His spies were right. We were a free-spirited bunch of attractive young actors, musicians, and crew, many of us dressed in hippie regalia of the time. (I sometimes wore a white, Indian cotton shirt; pink, wide-wale, corduroy pants; sandals; and reflector shades. Sheesh.) A few of us lived on the boat, including me, but most lived in a cottage colony on the shore near St. George’s, the island’s capital town. We went to town often when we weren’t filming. There, crowds of people gathered around us and followed us through the streets smiling, laughing, and dancing, treating us like celebrities.

The dictator didn’t like that, and thought we might be a threat to his rule. One afternoon when we were filming offshore, he sent a motorboat fleet of bare-chested thugs with clubs, and uniformed police with pistols and rifles, out to our boat. They came aboard, arrested us, stole many of our valuables (watches, etc.), and, at gunpoint, hauled most of us (the shore residents) ashore and locked us up in the island’s 300-year-old stone prison.

prison

The prison was in an historic fort perched on a clifftop at the entrance to St. George’s harbor. The lockup was a nasty place. It was maybe 20-feet square. There was no light inside except for daylight through a small barred window in the wooden door (above). There was no furniture except for a filthy pee & poop bucket in one corner. Clearly, the floor was where prisoners’ pee and poop often ended up. Anyone who didn’t want to sit down on it had to stay standing.

After several days, we made bail, which cost us all our money. Though broke, we had to stay on the island for several weeks, awaiting trial. The government sent us to live in an abandoned leper colony on a remote coast. There were no doors there, no windows, and only enough electricity for a few bare lightbulbs and an old phone. We slept on dusty concrete floors. Despite help from sympathetic natives, we never had enough to eat.

Maurice

The trial was brief. We were freed, thanks to the efforts of Maurice Bishop, a charismatic, British-educated, Marxist lawyer and native of the island who had the courage to represent us.
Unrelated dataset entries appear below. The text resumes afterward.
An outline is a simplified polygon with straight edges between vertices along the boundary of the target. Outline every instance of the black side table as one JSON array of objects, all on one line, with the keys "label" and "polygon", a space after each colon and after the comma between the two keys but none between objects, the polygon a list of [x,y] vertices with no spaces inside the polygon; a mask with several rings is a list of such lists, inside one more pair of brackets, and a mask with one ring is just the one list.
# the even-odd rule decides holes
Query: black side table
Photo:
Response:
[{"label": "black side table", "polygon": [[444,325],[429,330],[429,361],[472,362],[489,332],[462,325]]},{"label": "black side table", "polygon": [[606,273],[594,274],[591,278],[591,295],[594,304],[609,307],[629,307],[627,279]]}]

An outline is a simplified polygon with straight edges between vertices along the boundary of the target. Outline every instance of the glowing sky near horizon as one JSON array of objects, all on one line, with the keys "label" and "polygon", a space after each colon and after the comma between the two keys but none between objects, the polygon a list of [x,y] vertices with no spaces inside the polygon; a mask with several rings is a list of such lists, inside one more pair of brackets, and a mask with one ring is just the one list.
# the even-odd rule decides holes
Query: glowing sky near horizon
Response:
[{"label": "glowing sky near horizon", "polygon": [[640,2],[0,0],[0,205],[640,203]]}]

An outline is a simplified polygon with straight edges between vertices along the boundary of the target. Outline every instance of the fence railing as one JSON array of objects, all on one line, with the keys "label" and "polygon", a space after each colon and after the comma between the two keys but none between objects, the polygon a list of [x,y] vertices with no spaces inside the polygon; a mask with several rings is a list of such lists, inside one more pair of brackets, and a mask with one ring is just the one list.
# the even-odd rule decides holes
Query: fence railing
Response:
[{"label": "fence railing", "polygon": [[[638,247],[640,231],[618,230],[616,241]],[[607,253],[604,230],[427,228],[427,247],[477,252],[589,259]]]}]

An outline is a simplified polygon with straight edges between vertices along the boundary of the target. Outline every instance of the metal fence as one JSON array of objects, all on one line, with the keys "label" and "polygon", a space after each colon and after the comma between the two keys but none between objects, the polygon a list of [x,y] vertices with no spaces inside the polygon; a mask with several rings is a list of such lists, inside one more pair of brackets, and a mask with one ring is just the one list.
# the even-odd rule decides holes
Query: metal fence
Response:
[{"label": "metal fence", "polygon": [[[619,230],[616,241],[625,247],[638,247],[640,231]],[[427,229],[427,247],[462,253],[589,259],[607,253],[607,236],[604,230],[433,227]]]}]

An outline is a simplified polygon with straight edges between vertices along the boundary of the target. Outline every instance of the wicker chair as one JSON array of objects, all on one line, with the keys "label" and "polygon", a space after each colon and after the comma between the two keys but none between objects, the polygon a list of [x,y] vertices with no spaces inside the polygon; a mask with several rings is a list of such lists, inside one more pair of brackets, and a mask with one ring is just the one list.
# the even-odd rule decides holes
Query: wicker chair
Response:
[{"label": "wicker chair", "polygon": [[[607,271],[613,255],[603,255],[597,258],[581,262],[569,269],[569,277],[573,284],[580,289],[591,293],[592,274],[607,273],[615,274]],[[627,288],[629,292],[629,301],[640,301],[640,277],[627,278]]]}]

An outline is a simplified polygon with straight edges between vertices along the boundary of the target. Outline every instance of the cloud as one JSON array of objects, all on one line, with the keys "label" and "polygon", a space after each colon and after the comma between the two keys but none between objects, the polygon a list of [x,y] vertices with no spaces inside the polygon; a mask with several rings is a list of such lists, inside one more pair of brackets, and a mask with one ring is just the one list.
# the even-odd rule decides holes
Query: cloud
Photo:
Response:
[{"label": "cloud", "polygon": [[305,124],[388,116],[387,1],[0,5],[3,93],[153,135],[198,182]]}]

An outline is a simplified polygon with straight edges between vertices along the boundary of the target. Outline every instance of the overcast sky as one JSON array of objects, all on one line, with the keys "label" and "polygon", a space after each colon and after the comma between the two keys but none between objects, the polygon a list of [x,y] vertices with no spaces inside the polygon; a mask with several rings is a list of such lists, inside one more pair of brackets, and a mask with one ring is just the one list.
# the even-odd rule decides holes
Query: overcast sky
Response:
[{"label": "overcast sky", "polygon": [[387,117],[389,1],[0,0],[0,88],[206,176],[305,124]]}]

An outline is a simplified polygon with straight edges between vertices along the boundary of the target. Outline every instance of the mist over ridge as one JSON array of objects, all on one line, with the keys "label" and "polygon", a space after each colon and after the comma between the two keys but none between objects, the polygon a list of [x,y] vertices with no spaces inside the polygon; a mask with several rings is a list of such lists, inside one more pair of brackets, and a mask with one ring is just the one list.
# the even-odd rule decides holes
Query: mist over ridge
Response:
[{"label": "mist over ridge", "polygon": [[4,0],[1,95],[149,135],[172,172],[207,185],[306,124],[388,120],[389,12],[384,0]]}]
He had recently returned from London, where he had been a founder of the Legal Aid Clinic for the West Indian community in Notting Hill. (Familiar to those of you who have seen Small Axe, Steve McQueen’s remarkable new film anthology.) A few years later, as instigator of the Caribbean’s most vibrant Black Power movement, he engineered a coup, and became the island’s revered leader. He died by firing squad in a subsequent coup, which was soon followed by an anti-communist (and typically racist and xenophobic?) intervention in the tiny island by the U.S. Marines, ordered by then-president Ronald Reagan.

U.S. Marines in Grenada

Another thing may have helped free us: a phone call—innocuous and entirely personal, but no doubt tapped—that my loving father, a senior U.S. Army colonel with the Joint Chiefs of Staff, made to me at the time from his office in the Pentagon.

_______

That’s the story’s end, except for this about the movie’s theme:

The movie is set in the (then) present day, in which many people in the U.S. have concluded that our country’s bedrock principles and values have been irrevocably corrupted from within.  (Back then, the Vietnam War caused many of us to think along those lines.) Word spreads among some of those people that a ship, the beautiful yacht, is sailing the U.S. coasts, putting ashore here and there to pick up people who want to sail away from the U.S., to re-establish elsewhere what our country has lost.

Since all our money went to pay our bail, the movie was never completed.